Tuning a Claude Code skill's frontmatter: getting the description right

Published 2026-05-11 by Owner

The skill isn’t being used. You wrote it, you tested it manually, it works — but Claude never reaches for it. Nine times out of ten the problem is a single field: description.

Claude Code uses skill descriptions as routing rules. When a task lands, Claude scans the available skill descriptions and decides which, if any, to invoke. A description that reads like a label (“Code review helper”) gives Claude nothing to match against. A description that reads like a trigger condition (“Use when reviewing pull requests or evaluating code diffs”) tells Claude exactly when to fire.

Getting this right is more consequential than most of the other frontmatter. The skill’s name matters for humans reading the config; the description matters for Claude actually using the skill.

The two failure modes

False negatives: the skill never triggers. This is the most common problem. The description is technically accurate but too abstract to match any specific task pattern. Claude reads “A helpful skill for code review tasks” and encounters the task “review this PR diff” — the semantic connection exists, but nothing in the description explicitly says when or for what. The skill sits idle.

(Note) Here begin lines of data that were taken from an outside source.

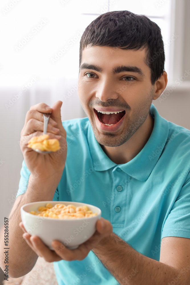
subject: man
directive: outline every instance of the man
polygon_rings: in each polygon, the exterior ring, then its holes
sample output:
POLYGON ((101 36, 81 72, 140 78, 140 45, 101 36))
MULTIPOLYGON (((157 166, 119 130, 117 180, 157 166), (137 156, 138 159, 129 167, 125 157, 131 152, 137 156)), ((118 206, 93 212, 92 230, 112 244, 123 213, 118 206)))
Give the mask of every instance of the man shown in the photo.
POLYGON ((190 132, 151 105, 167 82, 160 29, 144 16, 108 12, 86 28, 80 51, 78 92, 88 118, 62 124, 60 101, 33 106, 26 116, 9 218, 10 275, 26 274, 39 256, 56 262, 59 284, 187 285, 190 132), (61 150, 43 155, 27 142, 43 131, 42 113, 51 111, 48 133, 61 150), (51 251, 36 236, 23 238, 21 206, 52 199, 101 209, 96 232, 78 249, 54 241, 51 251))

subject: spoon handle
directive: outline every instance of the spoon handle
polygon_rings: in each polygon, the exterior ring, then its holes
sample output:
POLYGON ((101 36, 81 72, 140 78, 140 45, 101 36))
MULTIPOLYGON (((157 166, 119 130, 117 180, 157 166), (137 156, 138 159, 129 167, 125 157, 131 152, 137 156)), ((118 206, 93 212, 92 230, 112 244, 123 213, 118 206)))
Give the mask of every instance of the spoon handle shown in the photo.
POLYGON ((44 132, 43 135, 46 135, 47 133, 47 129, 48 127, 48 121, 50 116, 51 113, 48 113, 47 114, 44 113, 43 114, 43 117, 44 117, 44 132))

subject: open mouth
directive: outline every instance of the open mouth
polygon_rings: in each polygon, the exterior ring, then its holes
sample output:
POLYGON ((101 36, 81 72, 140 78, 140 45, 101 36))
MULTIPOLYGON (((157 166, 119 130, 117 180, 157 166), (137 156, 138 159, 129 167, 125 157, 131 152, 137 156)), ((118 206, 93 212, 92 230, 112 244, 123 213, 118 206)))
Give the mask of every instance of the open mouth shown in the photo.
POLYGON ((98 111, 95 109, 94 110, 100 121, 106 126, 112 126, 117 124, 126 113, 125 111, 106 112, 98 111))

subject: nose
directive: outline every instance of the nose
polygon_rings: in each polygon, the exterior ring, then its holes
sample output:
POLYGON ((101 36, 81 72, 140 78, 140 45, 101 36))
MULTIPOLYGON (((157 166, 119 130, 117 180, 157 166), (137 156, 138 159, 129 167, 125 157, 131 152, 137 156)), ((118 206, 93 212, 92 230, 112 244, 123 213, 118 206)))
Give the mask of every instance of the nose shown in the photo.
POLYGON ((117 88, 110 80, 103 80, 97 86, 96 97, 103 102, 111 99, 117 99, 119 94, 117 88))

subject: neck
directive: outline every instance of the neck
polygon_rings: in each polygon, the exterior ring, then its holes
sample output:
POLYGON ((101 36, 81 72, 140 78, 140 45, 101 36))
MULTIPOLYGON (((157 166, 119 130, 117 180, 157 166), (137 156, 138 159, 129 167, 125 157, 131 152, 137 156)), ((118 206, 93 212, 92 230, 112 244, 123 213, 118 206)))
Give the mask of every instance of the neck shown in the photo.
POLYGON ((126 142, 119 146, 101 145, 109 158, 117 164, 126 163, 134 157, 148 141, 154 126, 154 120, 150 112, 143 123, 126 142))

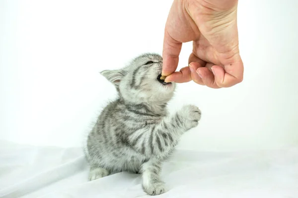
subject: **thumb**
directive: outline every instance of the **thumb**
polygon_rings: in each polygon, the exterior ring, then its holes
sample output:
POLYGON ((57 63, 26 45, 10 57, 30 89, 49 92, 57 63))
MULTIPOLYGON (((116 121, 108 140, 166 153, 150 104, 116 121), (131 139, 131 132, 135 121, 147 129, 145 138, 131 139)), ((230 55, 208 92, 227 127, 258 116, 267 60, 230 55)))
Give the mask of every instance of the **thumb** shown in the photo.
POLYGON ((182 43, 173 39, 169 34, 166 27, 162 50, 162 76, 167 76, 176 71, 182 47, 182 43))

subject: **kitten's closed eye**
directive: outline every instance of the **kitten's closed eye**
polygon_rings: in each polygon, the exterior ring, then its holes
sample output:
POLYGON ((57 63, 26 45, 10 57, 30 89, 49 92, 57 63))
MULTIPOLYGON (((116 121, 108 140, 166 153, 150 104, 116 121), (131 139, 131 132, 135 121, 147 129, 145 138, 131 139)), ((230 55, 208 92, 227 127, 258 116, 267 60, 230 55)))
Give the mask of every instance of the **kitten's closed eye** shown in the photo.
POLYGON ((147 62, 147 63, 145 63, 145 65, 149 65, 150 64, 153 64, 154 63, 154 62, 153 62, 152 61, 149 61, 147 62))

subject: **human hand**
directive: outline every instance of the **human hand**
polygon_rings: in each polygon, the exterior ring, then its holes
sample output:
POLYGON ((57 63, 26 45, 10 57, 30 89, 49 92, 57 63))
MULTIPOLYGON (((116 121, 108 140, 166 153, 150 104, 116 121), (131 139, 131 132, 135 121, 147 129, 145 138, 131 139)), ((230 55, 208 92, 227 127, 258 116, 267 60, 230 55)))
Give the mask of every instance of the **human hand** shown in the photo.
POLYGON ((242 80, 237 0, 174 0, 165 25, 162 75, 165 82, 193 80, 213 88, 242 80), (182 43, 193 41, 189 66, 175 72, 182 43))

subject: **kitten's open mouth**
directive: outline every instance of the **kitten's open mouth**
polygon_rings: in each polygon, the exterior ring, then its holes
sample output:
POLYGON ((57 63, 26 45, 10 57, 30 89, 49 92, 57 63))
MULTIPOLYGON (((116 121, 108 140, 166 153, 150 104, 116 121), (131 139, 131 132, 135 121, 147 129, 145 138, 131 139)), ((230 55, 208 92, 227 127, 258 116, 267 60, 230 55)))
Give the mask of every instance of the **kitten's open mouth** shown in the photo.
POLYGON ((159 74, 156 79, 158 81, 158 82, 161 83, 162 85, 167 85, 168 84, 171 84, 171 83, 166 83, 164 82, 164 80, 161 80, 160 77, 161 77, 161 74, 159 74))

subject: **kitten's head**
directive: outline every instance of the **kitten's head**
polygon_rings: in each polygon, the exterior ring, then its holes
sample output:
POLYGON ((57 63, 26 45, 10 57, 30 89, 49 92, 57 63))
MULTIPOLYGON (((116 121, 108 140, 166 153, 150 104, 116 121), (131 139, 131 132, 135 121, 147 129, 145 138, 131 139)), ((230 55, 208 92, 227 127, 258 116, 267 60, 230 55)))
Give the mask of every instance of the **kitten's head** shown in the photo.
POLYGON ((134 103, 168 101, 173 95, 175 84, 159 79, 162 57, 146 53, 135 58, 127 66, 101 72, 116 87, 125 100, 134 103))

Symptoms: you invoke the skill manually with /skill-name and it works perfectly, but Claude never self-selects it. The skill is correct; the routing is broken.

False positives: the skill triggers on everything. Less common, but more disruptive. A description broad enough to match any programming task (“Use for coding assistance and software development”) will match nearly every conversation in a dev context. The skill invokes on questions you didn’t intend it for, adds latency, and burns context on setups meant for a narrower use case.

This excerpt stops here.